Kelly must not revive NSEERS (the National Security Entry-Exit Registration System). He is a smart man — he knows that a special registry would make for bad counterterrorism. Law enforcement officials need people to trust them and tip them off, not fear and avoid them. A special registration would send shockwaves through immigrant communities, inviting uncertainty and anxiety, more fear of law enforcement and less safety.

Unlike some of Trump’s other national security advisers, though, Kelly does not appear to be infected with bizarrely virulent anti-Muslim prejudice. And more than anything, the proposed Muslim ban, internment and special registration proposals are about prejudice — not safety. They cater to bigotry and fear, which fly in the face of our country’s most precious values. They tear at the seams of our commonality by implying that only some people are included in the ideals of liberty and justice. They drive people even farther apart from each other, after an election that already has left us fragmented.

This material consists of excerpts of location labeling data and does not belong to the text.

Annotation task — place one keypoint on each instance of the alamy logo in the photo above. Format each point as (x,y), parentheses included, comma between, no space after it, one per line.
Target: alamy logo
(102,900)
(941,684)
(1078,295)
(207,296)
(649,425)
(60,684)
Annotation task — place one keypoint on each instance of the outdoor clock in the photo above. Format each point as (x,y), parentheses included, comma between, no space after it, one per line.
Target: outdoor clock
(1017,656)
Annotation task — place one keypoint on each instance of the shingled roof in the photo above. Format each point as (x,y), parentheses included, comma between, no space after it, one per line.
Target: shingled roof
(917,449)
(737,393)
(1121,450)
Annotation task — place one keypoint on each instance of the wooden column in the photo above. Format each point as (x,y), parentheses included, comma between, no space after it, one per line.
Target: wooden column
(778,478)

It may be naive to think that Kelly — or anyone else in the Trump administration — would risk his career to stand in the way of anti-human rights proposals. But many of these proposals, only a short while ago, would have been considered unimaginable. They threaten to return this country to the grimmest chapters of our history, like the mass imprisonment of U.S. citizens and noncitizens of Japanese descent. They are the stuff of dystopic novels, of nightmares.

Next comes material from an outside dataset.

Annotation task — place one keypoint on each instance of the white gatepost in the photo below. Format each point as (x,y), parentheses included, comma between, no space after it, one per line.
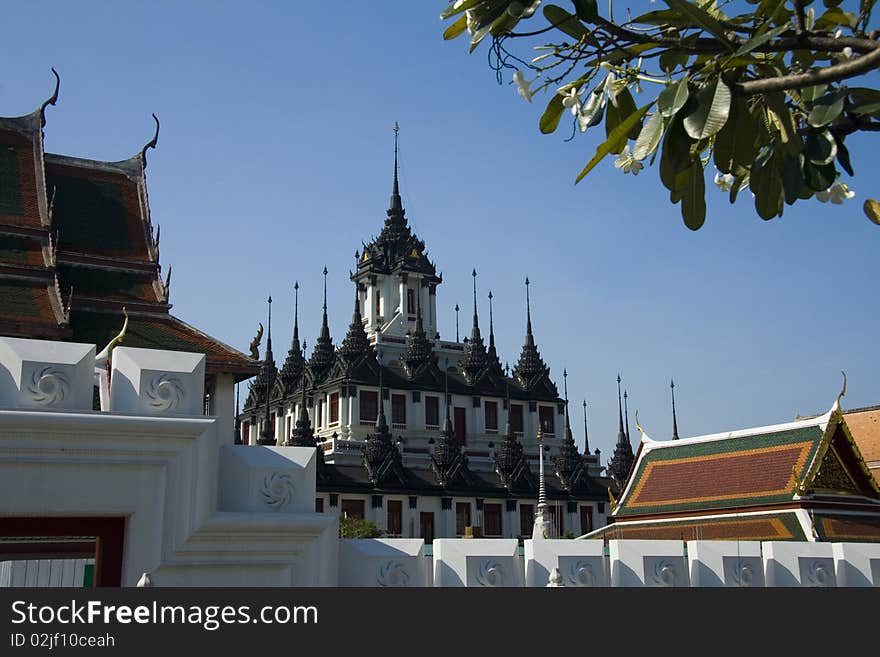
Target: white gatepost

Kelly could reject the bigotry and irrationality of these proposals, and senators at his confirmation hearing should call on him to do so. The next secretary of homeland security can refuse to carry forward Trump’s anti-Muslim policies, and also decline to cooperate with the FBI or any other agency on the surveillance of activists, immigrants or particular communities. Perhaps most important, the general could use his position to counteract advisers who may tell Trump that he needn’t listen to the millions of Americans who support human rights and civil liberties.

Naureen Shah is director of security and human rights at Amnesty International USA.